Mr. Applebaum coordinated several events for "Encounter: Merce." "What I like about Merce," he says, "is that his work has incredible beauty but also incredible complexity."

The dancemaker's unsentimental willingness to question traditions has inspired Stanford senior Jessica Goldman to further her education. For her part in the campus-wide encounter with Merce, the English major from Palo Alto compared Cunningham and ballet techniques using motion-capture technology.

"We are looking at the essence of Merce," she says, standing in the middle of the Motion and Gait Analysis lab at the Stanford Medical Center.

Her subject, Cunningham dancer Jonah Bokaer, is dotted with round rubber markers covered with reflective tape. He moves slowly and deliberately through a series of dance phrases, which the computer records and Jessica studies.

While no sweeping conclusions were reached about the ultimate value of either technique, Ms. Goldman, who already has a minor in dance, says subjecting her interests to such intense scrutiny has given her a new appreciation for asking questions. She's decided to add a new minor to her degrees, one with a focus on research.

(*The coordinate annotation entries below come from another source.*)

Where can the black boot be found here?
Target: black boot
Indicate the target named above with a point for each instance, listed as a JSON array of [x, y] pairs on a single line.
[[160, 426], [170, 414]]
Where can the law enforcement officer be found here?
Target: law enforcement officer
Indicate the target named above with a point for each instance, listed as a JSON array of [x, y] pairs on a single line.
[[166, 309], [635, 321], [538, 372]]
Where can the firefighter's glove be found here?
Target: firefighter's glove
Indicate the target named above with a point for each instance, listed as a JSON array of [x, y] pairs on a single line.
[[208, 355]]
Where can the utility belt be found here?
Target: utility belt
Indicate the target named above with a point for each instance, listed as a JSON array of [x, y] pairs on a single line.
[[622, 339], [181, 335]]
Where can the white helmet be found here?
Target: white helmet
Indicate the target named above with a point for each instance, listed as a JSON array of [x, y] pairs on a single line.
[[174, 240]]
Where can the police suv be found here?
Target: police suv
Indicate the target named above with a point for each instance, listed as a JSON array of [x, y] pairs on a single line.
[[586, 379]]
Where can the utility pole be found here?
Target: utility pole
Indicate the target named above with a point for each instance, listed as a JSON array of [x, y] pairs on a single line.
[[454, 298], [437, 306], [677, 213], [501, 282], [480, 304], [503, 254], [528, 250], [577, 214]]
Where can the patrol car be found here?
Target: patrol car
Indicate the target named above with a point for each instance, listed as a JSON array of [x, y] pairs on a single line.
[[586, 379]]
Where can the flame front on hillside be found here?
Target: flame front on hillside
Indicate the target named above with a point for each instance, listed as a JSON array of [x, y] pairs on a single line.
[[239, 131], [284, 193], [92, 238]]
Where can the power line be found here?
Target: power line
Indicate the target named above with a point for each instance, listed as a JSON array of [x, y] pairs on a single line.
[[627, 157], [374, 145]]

Cunningham's relentless democratic tendencies have always been infectious, says Lewis Segal, dance critic for the Los Angeles Times. "His work has never been about dramatizing stardom or virtuosity for its own sake," he says, although technical skill and individual personalities are accounted for in the choreography. Rather, he says, Cunningham is interested in the process itself, the exploration of the potential in any given movement.

This emphasis pointed the way for the development of modern dance as we know it today, he adds. "There are relatively few people alive today who completely define an epoch. Merce is one of them."

Cunningham freed dance from the influence of centuries of European ballet traditions, Mr. Segal says, with their emphasis on creating dance stories and a rigidly hierarchical company structure. "In terms of dance," he adds, "there is before Merce and after Merce."